Consider the following examples from fiction:

"It was a bright cold day in April, and the clocks were striking thirteen."
--George Orwell, _1984_

"It was a pleasure to burn." --Ray Bradbury, _Fahrenheit 451_

"As Gregor Samsa awoke one morning from uneasy dreams he found himself
transformed in his bed into a gigantic insect." --Franz Kafka, _The
Metamorphosis_

Or these examples from nonfiction:

"Air-conditioned, odorless, illuminated by buzzing flourescent tubes, the
American market doesn't present itself as having very much to do with Nature."
--Michael Pollan, _The Omnivore's Dilemma_

"I like to take my time when I pronounce someone dead." --Jane Churchon, "The
Dead Book"

"Out of nowhere I developed this lump." --David Sedaris, "Old Faithful"
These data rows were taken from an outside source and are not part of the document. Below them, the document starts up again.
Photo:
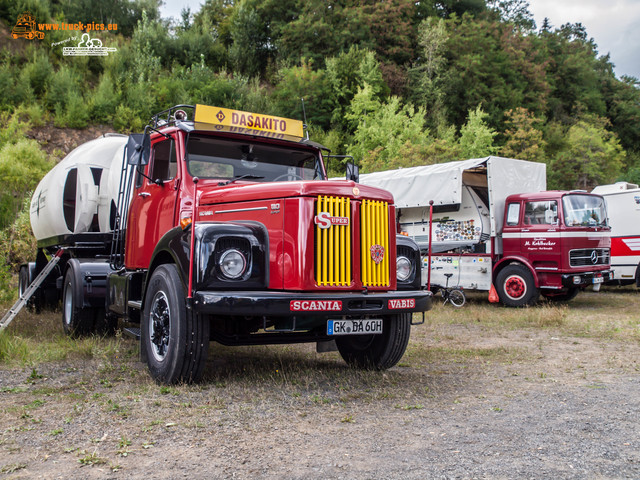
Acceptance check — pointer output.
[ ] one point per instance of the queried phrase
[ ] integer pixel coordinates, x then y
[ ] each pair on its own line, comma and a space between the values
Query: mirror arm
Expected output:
157, 131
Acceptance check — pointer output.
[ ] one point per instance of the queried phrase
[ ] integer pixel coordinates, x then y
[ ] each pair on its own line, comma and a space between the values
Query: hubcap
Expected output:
515, 287
159, 326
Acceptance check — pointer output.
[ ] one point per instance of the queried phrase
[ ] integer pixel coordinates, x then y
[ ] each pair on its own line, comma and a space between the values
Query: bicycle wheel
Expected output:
457, 298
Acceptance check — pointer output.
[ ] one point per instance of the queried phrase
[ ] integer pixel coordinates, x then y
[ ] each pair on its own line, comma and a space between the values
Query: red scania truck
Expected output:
494, 224
221, 225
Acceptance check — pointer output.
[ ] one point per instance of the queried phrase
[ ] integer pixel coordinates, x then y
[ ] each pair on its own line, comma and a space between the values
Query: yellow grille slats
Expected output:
334, 245
374, 220
333, 248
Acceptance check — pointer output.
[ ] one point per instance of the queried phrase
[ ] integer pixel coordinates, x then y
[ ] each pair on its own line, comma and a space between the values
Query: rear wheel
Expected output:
174, 341
76, 321
377, 352
457, 298
516, 287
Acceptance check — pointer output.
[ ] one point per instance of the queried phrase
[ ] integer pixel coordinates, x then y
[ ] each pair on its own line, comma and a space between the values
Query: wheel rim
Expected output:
515, 287
159, 326
457, 298
68, 304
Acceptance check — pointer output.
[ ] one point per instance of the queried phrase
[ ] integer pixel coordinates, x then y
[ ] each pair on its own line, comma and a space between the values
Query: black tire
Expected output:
565, 296
174, 342
377, 352
516, 287
457, 298
76, 320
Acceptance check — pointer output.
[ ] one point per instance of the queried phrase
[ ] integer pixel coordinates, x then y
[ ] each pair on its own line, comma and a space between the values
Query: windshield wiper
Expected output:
240, 177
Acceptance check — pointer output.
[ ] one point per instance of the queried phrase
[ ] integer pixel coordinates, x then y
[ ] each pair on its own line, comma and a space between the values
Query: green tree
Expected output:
22, 165
476, 137
426, 76
524, 139
250, 50
295, 83
347, 73
383, 130
593, 156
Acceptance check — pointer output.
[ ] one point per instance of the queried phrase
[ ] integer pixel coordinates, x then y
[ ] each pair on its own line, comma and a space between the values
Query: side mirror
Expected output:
138, 149
353, 172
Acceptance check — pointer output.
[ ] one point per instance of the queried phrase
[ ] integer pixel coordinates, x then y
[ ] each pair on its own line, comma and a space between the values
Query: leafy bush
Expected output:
17, 243
22, 165
127, 121
74, 114
104, 101
64, 84
12, 129
38, 72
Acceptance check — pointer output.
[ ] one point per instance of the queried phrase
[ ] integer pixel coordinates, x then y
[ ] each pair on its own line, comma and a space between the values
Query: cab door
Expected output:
153, 205
540, 238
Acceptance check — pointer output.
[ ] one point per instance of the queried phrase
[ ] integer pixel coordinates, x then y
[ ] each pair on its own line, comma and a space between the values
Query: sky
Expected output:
613, 24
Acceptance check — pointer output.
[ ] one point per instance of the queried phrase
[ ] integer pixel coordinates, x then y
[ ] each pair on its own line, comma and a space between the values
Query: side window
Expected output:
541, 213
513, 214
164, 164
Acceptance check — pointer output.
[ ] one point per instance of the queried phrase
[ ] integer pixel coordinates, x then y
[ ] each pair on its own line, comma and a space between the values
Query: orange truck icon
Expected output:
26, 27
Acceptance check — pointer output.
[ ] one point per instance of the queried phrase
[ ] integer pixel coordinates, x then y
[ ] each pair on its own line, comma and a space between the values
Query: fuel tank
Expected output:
80, 193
This is not to suggest that opening lines should be pure gimmickry, or that
they should be conceived entirely apart from the rest of the piece itself.
Provocation for provocation's sake is a game of diminishing returns. Rather,
the opening line should immediately intrigue the reader by establishing a
compelling tone -- one that the rest of the work will follow.

Compelling does not necessarily mean brief, though in modern practice, the two
are frequently corelated. That being said, some of the best opening lines in
literary history are long and winding. The key is setting up intrigue, however
many words that may take.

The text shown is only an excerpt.